The fall in coal power plant emissions was led by the UK, with a 58% fall
The UK saw its coal power plant emissions collapse by 58% in 2016, and down 71% since 2010. Nearly every UK coal power plant has seen its generation collapse. The only two coal plants that haven’t seen a significant fall are Aberthaw (despite the European Court of Justice decision over illegal levels of NOx emissions), and Northern Ireland’s Kilroot (which is not covered by Great Britain’s coal phase-out agreement).
But coal power plants still account for 39% of total EU ETS emissions
Just 280 coal power plants, out of 13,000 installations in the EU ETS, were responsible for 39% of total ETS emissions in 2016. Policymakers must prioritise driving rapid emissions reductions from coal power plants – the alternatives are known, and are cheaper than ever.
The UK has shown how much coal emissions can make an impact. Coal emissions were 54% of the UK’s ETS emissions in 2012, and by 2016 have fallen to only 18% of its ETS emissions.
The importance of coal power plants is very different in every country. This graph shows what percentage of ETS emissions come from coal power plants.
Still… 7 out of 10 of Europe’s biggest polluters are now German lignite plants
As always, all top ten of the 13,000 polluters are either lignite or hard coal power plants. All of these top ten polluters have seen smaller-than-average emissions reductions, compared to the 11% fall for total European coal power plants.
That is because lignite power plants, especially in Germany, continue to run nearly 24 hours a day x 7 days a week. The new owners of Vattenfall’s lignite plants – EPH’s LEAG – continue with their lack of transparency, by not yet publishing their 2016 emissions. Their omission accounts for over half the missing data in today’s data release.
Falling emissions mean the EU ETS surplus is now over 3 billion tonnes
For the first time in 2016, the surplus – the cumulative cap minus cumulative emissions – has exceeded 3 billion tonnes. Half of this surplus is available to the market, but the “invisible” Market Stability Reserve (MSR) surplus is rapidly growing, and now stands at 1500Mt.
And the gap between emissions and the ETS cap has risen to 11%
ETS emissions fell by 2.4% in 2016, and have fallen on average 2.7% since 2005. This compares to the cap falling by 1.74% in this phase, and no plans to increase the proposed 2.2% fall in the next phase.

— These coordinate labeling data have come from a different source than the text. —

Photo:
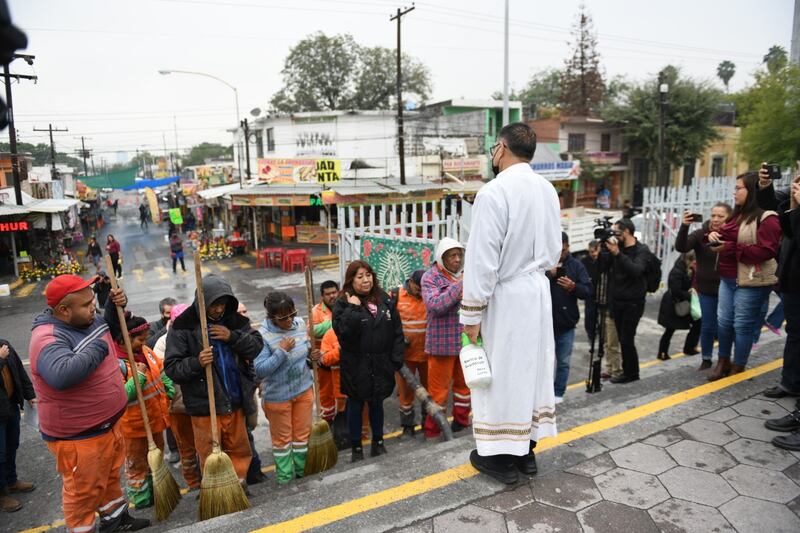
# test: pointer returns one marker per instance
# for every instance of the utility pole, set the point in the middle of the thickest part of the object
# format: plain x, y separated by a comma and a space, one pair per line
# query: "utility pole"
246, 128
505, 70
12, 132
401, 147
50, 128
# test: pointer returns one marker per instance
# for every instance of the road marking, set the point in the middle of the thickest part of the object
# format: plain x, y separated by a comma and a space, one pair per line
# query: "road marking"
464, 471
652, 362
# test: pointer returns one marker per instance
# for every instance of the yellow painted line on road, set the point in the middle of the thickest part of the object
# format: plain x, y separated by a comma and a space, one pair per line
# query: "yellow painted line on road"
464, 471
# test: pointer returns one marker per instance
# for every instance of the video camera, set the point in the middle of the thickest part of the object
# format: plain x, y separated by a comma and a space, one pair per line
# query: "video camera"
604, 230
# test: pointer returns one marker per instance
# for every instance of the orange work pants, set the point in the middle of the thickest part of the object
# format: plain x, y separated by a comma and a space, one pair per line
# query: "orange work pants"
444, 371
406, 393
181, 425
232, 439
90, 474
327, 396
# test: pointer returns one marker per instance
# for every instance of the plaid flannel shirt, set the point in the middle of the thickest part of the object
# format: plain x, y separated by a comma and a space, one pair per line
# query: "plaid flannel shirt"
442, 298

This means emissions are now 11% below the cap, and this gap means the the cumulative surplus will continue to increase year on year. Although the Commission’s proposals to reform the ETS will help (especially on doubling MSR rate, and on MSR cancellation), the underlying problem of the huge disconnect between the cap and emissions will remain in the future. This is why Sandbag will still campaign to get the cap reduced, to be realigned with actual emissions.